A escravidão guarda relação íntima com o surgimento das punições privativas de liberdade e das penitenciárias. Explorar essas conexões pode ser crucial para a definição de uma possível reforma prisional e de políticas públicas de combate à miséria e encarceramento, tendo em vista que a as penitenciárias são instituições racistas desde sua idealização.

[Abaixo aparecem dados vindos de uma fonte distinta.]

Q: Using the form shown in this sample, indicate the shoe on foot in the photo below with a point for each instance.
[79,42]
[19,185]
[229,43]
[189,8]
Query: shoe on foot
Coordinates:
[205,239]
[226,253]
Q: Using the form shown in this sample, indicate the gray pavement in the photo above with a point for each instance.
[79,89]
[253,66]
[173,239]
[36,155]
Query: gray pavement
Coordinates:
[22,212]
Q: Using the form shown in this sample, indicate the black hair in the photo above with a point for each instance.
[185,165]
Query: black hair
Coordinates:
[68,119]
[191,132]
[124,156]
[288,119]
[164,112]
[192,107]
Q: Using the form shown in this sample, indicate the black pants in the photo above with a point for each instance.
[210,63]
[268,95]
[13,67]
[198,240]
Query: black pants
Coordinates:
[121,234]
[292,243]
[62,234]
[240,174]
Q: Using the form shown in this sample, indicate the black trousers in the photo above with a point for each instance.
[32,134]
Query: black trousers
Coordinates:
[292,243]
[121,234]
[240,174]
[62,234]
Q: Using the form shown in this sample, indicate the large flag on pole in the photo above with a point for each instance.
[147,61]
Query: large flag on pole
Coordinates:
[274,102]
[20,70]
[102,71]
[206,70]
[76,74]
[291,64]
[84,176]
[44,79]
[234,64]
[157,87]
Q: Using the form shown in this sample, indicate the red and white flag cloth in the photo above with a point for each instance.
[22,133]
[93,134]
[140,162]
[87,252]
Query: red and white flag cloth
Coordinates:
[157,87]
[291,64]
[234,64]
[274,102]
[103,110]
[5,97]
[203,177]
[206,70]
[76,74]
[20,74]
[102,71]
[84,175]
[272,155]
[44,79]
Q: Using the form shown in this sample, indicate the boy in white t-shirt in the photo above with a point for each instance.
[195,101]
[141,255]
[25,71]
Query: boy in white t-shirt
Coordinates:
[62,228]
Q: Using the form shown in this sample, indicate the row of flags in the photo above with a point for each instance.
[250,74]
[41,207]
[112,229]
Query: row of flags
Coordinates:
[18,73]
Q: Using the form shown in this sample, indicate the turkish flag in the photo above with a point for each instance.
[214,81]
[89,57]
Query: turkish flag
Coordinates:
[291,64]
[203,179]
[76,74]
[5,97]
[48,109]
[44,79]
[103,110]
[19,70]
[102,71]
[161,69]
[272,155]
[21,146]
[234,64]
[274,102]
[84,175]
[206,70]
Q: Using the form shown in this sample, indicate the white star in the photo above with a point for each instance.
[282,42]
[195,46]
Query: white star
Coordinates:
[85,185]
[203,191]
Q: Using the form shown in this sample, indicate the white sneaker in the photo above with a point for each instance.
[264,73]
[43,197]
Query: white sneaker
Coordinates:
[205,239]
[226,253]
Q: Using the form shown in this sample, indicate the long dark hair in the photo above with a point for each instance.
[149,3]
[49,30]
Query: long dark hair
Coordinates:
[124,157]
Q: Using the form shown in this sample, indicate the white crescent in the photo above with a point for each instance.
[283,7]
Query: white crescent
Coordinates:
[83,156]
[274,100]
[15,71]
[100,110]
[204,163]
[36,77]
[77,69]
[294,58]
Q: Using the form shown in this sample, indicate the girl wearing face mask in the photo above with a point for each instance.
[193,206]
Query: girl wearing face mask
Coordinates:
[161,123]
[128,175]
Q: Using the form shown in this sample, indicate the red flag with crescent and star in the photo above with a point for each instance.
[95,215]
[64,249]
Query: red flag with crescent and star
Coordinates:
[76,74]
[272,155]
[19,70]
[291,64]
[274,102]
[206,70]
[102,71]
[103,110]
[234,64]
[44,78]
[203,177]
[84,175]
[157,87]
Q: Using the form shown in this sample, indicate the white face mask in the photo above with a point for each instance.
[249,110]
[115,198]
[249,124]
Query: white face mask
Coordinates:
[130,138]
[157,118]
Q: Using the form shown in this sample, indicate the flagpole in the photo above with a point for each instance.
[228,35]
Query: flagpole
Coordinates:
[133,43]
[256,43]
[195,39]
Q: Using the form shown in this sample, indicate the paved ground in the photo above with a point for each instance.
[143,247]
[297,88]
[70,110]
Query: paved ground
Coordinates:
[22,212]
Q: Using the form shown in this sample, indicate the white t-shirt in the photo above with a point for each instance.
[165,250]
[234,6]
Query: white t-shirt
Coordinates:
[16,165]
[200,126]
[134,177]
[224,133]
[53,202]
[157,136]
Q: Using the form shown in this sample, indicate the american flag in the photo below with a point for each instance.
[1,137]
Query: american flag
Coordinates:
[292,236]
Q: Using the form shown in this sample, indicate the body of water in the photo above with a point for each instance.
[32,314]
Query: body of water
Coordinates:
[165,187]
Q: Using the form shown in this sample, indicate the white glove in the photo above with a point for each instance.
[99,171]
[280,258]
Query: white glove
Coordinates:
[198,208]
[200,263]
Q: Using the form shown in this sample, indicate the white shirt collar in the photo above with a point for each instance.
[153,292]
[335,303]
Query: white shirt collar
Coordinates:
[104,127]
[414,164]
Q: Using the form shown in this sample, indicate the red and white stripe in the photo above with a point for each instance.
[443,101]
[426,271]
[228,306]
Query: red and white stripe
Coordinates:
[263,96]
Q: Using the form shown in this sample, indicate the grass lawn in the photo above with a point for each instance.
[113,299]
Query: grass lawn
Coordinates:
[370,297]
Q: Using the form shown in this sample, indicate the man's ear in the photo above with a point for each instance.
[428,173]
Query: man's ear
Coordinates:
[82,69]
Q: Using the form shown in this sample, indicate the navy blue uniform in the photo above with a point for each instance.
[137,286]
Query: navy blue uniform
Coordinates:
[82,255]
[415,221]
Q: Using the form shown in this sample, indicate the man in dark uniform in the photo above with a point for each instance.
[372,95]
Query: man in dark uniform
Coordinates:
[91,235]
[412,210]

É inegável que, de fato, as penitenciarias representaram um enorme avanço em relação a outros meios de punição cruéis. A ideia de que os prisioneiros se regenerariam se tivessem oportunidade de refletir e trabalhar na solidão do cárcere desconsiderou, entretanto, ‘’o impacto de regimes autoritários de vida e trabalho’’19 na sociedade. Uma análise histórica dessas prisões apresenta muitas semelhanças com a escravidão. Nesse contexto o historiador Adam Jay Hirsch fez suas considerações:

Ambas as instituições subordinavam seus sujeitos à vontade de outras pessoas. Como os escravos do Sul, os detentos nas prisões seguiam uma rotina diária especificada pelos seus superiores. Ambas as instituições reduziam seus sujeitos à dependência de outras pessoas para o fornecimento de serviços humanos básicos como comida e abrigo. Ambas isolavam seus sujeitos da população em geral ao confiná-los em um habitat fixo. E ambas com frequência obrigavam seus sujeitos a trabalhar, muitas vezes por longos períodos e por compensações menores do que as dos trabalhadores livres.20

Angela Davis, no mesmo sentido afirma que: ‘’conforme o sistema penal foi se tornando um sistema de servidão penal, as punições associadas à escravidão foram ainda mais incorporadas ao sistema penal.’’21. Dessa forma, as chibatadas, emblema da escravidão, foram

anexadas aos castigos físicos dentro dos muros dos presídios. Além disso, os regulamentos internos desses estabelecimentos eram muito próximos dos Códigos Negros, responsáveis por perpetuar o regime segregacionista em território americano, mesmo após a abolição da escravatura.

A raça passou a desempenhar um papel central nas noções de presunção de criminalidade. Os Códigos Negros citados acima, que nada mais eram do que os Código Escravagistas com algumas alterações, visavam regular o comportamento de negros livres.

18 DAVIS, Angela. Estarão as prisões obsoletas? 1ª edição. Rio de Janeiro, 2018. Editora Difel, pag. 25. 19 DAVIS, Angela. Ibidem. pag. 28.

20 HIRSCH, Adam Jay. The Rise of the Penitentiary: Prisons and Punishment in Early America. New Haven/London: Yale University Press, 1992, pag. 71.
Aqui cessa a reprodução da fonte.